Aesthetically, this classic design would be right at home in the Villas designed in Palm Beach by Addison Mizner and John L. Volk, both of whom brought their Mediterranean Revival and Spanish Colonial Revival styles with a Bahamian twist to the southern coast of Florida during the early 20th-century. That’s the thing about authentic design: you never know when inspiration will strike, and our team of talented creatives are so aware of this.

Case in point: while in New York City several weeks ago, several of us visited an exhibition at the Frick Collection, which we wrote about here several months ago. Elective Affinities: Edmund de Waal at The Frick Collection was an inspiration indeed, as the images above and below illustrate. The ethereal porcelain constructions seemed to levitate within the spaces they were set, beckoning us to draw closer and see what cleanly conceived treasures awaited within the sumptuousness of the museum’s interiors. Though the lines of these mixed-media pieces were contemporary, they were no less elegant in the setting.

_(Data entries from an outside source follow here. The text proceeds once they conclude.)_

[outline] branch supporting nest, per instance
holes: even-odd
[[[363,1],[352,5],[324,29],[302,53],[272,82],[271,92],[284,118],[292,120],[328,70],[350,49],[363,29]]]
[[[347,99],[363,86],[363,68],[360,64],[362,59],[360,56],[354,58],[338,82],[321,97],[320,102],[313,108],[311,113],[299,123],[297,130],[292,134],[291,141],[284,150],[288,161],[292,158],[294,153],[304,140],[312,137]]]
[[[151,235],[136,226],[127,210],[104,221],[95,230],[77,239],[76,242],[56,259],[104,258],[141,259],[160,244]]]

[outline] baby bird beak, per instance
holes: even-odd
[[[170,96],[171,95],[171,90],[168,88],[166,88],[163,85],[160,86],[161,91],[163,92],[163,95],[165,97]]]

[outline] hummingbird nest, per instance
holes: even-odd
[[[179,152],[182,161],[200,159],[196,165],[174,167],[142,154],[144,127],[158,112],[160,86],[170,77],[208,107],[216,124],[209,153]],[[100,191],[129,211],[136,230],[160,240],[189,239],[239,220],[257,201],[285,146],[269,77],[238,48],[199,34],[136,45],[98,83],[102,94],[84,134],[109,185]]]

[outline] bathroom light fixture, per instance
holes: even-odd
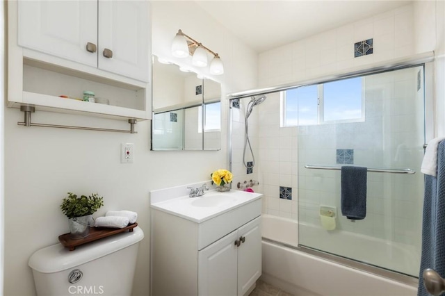
[[[218,54],[212,51],[188,35],[181,30],[176,33],[172,43],[172,54],[177,58],[186,58],[193,56],[192,63],[197,67],[206,67],[209,62],[207,51],[213,56],[210,62],[210,74],[221,75],[224,74],[224,66]]]
[[[216,56],[210,62],[210,73],[213,75],[221,75],[224,74],[224,66],[220,56],[216,54]]]
[[[195,49],[192,63],[193,65],[197,67],[206,67],[207,65],[207,52],[200,43],[196,49]]]
[[[177,58],[186,58],[188,56],[188,44],[181,30],[178,31],[173,39],[172,54]]]

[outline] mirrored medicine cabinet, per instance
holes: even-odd
[[[153,57],[152,150],[221,149],[221,85]]]

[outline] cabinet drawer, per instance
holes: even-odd
[[[261,199],[254,200],[198,227],[198,250],[201,250],[261,214]]]

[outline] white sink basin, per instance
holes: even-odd
[[[193,184],[193,187],[199,187],[201,185],[202,183]],[[152,208],[197,223],[202,223],[224,213],[250,204],[261,199],[263,195],[232,189],[225,192],[209,190],[205,191],[205,194],[201,197],[189,197],[188,190],[186,188],[186,186],[179,186],[152,191],[151,199],[152,201],[154,201],[151,204]]]
[[[194,206],[224,206],[236,202],[236,199],[232,196],[216,195],[202,197],[197,197],[192,202]]]

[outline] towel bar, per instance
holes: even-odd
[[[138,121],[135,119],[129,119],[128,123],[130,124],[130,129],[102,129],[98,127],[89,127],[89,126],[75,126],[70,125],[60,125],[60,124],[39,124],[33,123],[31,122],[31,113],[35,110],[35,108],[31,106],[21,106],[20,110],[24,112],[25,117],[24,122],[17,122],[17,125],[22,125],[24,126],[43,126],[43,127],[55,127],[58,129],[83,129],[87,131],[114,131],[117,133],[138,133],[134,130],[134,124],[138,123]]]
[[[333,167],[328,165],[306,165],[305,167],[307,169],[314,169],[314,170],[341,170],[341,167]],[[368,168],[368,172],[388,172],[391,174],[415,174],[416,171],[414,171],[411,169],[371,169]]]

As the influencers we’ve highlighted this month and the pieces by our design team we’ve featured prove, classic elegance comes in many forms, be it formal, contemporary or every style in between. This is what keeps us creating here at Currey & Company and we can’t wait to share our newest releases with you in a few short weeks. In his introduction to The New Elegance, Corrigan writes, “Elegance is misunderstood.” He goes on to say, “Too often, people think of elegance as being stiff or formal, as something that is applied or put on, a pose one strikes and then struggles to maintain…Nothing could be further from the truth. Elegance is not something that adds stress or difficulty to our lives—quite the contrary. True elegance, to me, means confidence in who you are and what you love, grace in how you handle yourself, and openness to the best in others.” We couldn’t agree more!